Re: Experimenting with Lvalue Subs
by ysth (Canon) on Jan 25, 2005 at 08:27 UTC
    I wouldn't mind seeing :lvalue subs improved; but I'm not seeing clear suggestions here for how to do so (except ones that only take into account use in a scalar assignment). Any suggested improvement should
    • not make list-context :lvalue subs work any worse than they do now :)
    • specify what happens in more complicated cases:
      sub foo:lvalue { ... } (undef,foo)=bar(); bar(foo); bar(\foo); foo ||= bar; bar(foo()++);
    Given that, I don't see how the sub body itself can meaningfully have access to the rvalue, which IMO leads directly to TimToady's position that the sub body's job is only to return an lvalue, and that the room for improvement lies in syntax for specifying callbacks.

      What you're saying is that providing the rvalue to the sub for validation would require the sub to be called twice. Once to obtain (a reference to) the lvalue, and the second time to allow the verification.

      But if the mechanism to validate is to tie the lvalue, then a second call is going to be made anyway--to the STORE method of the tie. No different!

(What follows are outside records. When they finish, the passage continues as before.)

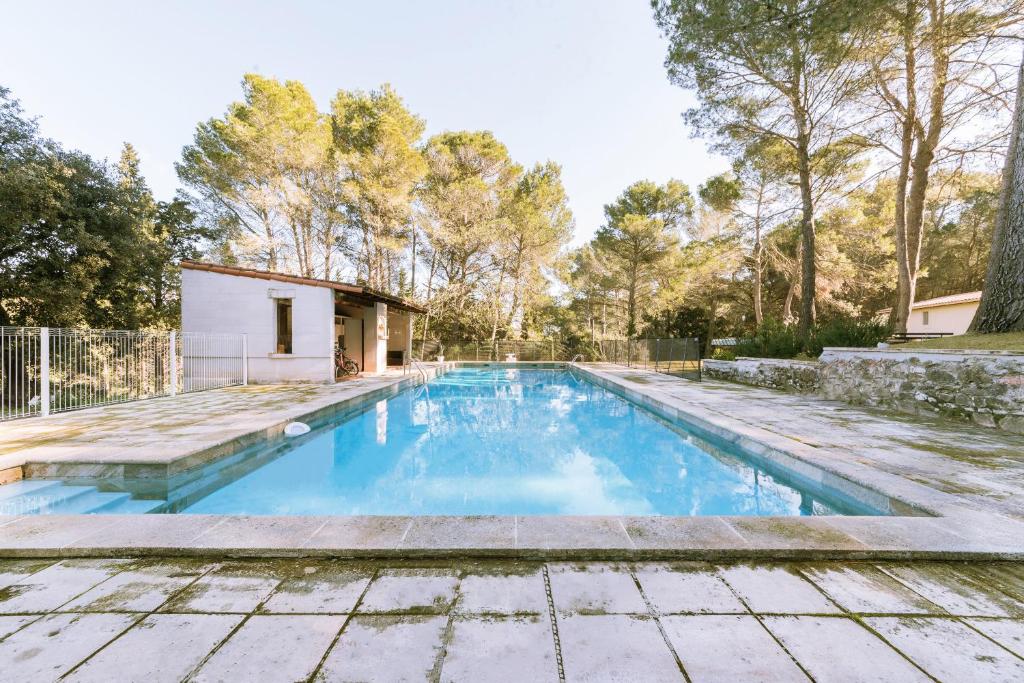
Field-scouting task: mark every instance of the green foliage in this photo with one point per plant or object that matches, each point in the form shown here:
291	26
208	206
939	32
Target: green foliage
82	244
777	340
639	239
843	331
773	339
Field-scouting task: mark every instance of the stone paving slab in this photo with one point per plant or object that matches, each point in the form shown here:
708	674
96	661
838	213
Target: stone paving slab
438	622
948	650
716	647
161	647
272	648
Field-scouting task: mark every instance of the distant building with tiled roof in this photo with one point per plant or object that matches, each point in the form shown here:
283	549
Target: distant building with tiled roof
951	313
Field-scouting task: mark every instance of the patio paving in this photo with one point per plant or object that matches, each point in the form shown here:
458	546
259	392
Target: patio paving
173	620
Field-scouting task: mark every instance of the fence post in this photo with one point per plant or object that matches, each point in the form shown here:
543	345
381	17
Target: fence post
173	356
245	360
44	371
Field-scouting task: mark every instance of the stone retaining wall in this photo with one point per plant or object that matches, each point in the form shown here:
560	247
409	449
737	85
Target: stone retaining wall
985	387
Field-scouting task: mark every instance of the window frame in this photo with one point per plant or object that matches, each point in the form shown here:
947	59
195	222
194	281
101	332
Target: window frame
284	346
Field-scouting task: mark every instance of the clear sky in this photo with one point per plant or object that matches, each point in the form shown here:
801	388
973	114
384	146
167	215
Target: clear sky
580	82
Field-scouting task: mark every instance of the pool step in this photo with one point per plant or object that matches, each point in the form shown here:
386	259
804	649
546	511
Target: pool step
53	498
25	486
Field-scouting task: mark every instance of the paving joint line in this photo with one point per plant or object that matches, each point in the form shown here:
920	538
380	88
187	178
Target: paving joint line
435	671
553	616
655	615
142	616
344	625
760	621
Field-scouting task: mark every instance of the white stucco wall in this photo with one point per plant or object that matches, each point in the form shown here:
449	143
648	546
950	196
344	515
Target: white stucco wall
215	302
954	318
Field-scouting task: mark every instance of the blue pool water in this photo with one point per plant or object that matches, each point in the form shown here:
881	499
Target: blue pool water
509	441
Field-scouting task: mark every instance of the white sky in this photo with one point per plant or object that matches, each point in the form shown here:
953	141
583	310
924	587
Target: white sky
579	82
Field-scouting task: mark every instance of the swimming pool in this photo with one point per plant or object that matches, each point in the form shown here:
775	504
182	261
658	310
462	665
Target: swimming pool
502	441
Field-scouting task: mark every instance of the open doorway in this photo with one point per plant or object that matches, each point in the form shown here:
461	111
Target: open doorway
348	338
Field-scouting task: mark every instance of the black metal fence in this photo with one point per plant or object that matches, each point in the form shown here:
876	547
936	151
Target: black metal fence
680	357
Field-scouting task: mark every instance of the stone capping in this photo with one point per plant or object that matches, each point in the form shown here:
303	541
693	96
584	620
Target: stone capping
900	352
902	348
960	534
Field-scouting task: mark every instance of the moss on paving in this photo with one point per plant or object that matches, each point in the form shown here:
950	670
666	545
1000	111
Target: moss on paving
1009	341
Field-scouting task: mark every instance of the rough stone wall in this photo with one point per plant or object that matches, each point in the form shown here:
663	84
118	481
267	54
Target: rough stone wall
798	376
986	388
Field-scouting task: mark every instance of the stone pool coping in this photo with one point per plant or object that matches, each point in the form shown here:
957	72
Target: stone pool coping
954	530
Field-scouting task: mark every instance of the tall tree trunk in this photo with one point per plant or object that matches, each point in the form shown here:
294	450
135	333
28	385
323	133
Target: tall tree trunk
904	296
428	302
631	319
1001	307
712	314
794	286
808	274
758	268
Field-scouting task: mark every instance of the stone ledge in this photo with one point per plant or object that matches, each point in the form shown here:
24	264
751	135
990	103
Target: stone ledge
537	538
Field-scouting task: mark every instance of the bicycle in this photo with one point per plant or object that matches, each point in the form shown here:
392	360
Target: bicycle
343	365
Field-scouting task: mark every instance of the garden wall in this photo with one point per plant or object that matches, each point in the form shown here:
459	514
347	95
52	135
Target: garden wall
985	387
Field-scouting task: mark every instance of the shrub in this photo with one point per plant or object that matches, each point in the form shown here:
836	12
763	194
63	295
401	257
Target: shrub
773	339
721	353
848	332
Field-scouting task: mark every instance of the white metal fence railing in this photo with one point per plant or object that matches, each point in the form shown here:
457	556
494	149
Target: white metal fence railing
52	370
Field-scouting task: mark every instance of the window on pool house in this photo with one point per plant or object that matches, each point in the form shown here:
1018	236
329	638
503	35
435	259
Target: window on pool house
284	326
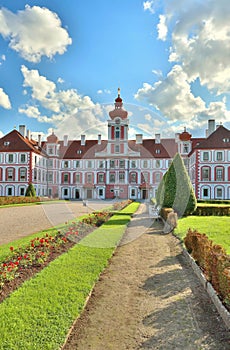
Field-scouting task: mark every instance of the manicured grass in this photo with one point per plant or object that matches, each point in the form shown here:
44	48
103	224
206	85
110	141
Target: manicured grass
215	227
39	314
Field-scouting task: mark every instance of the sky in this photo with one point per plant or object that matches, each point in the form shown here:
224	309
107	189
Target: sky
61	63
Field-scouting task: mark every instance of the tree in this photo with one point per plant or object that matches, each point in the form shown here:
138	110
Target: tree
178	191
30	191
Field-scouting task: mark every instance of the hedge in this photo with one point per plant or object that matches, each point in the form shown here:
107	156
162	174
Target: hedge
213	260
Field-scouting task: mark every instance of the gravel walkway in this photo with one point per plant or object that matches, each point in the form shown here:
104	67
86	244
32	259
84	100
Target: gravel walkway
149	298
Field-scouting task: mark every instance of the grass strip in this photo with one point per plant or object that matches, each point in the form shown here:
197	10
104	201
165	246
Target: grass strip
215	227
39	314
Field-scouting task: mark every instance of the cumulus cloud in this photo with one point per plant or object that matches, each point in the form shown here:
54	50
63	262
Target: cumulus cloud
64	109
172	96
201	40
34	32
162	28
149	6
4	100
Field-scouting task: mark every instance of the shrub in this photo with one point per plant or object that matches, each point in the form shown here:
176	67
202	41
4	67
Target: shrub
213	260
30	191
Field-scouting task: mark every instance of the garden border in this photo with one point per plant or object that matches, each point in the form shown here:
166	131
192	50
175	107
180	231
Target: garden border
223	312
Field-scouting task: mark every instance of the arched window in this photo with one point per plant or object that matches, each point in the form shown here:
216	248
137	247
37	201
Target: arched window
117	132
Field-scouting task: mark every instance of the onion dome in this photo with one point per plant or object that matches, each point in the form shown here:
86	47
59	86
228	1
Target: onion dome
52	138
118	111
185	136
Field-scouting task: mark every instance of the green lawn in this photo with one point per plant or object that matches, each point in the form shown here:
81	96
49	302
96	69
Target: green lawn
39	314
217	228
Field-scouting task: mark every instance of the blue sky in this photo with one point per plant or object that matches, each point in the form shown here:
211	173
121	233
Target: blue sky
61	63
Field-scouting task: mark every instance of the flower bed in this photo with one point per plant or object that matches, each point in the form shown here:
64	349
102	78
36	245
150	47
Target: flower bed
51	301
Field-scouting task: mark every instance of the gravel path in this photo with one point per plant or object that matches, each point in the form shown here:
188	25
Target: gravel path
149	298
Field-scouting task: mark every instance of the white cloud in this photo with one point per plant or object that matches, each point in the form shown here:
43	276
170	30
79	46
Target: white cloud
172	96
149	6
201	41
66	110
162	28
4	100
34	32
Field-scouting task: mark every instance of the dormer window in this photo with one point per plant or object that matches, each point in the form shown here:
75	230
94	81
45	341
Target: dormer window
117	132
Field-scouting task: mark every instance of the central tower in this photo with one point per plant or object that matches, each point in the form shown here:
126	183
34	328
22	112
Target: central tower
118	128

      Except that you now have a piece of out-of-band code performing the validation, and second level of lookup to locate the appropriate tie class and a third level of lookup locate the STORE method within that.

      And all this to avoid a second call in the rare case when the assignment will be undone at the end of scope?


      Examine what is said, not who speaks.
      Silence betokens consent.
      Love the truth but pardon error.
        I'm not sure what you are arguing for or against; I'm saying the primary purpose of an :lvalue sub is to create an lvalue, and that there are many cases where the creation of the lvalue is separated in time and space from its setting.

        A way to specify a validation routine could certainly defer back to the original sub, with opportunity to flag it as optimizable to suppress the original call in the simplest case of (non-localized) sassign.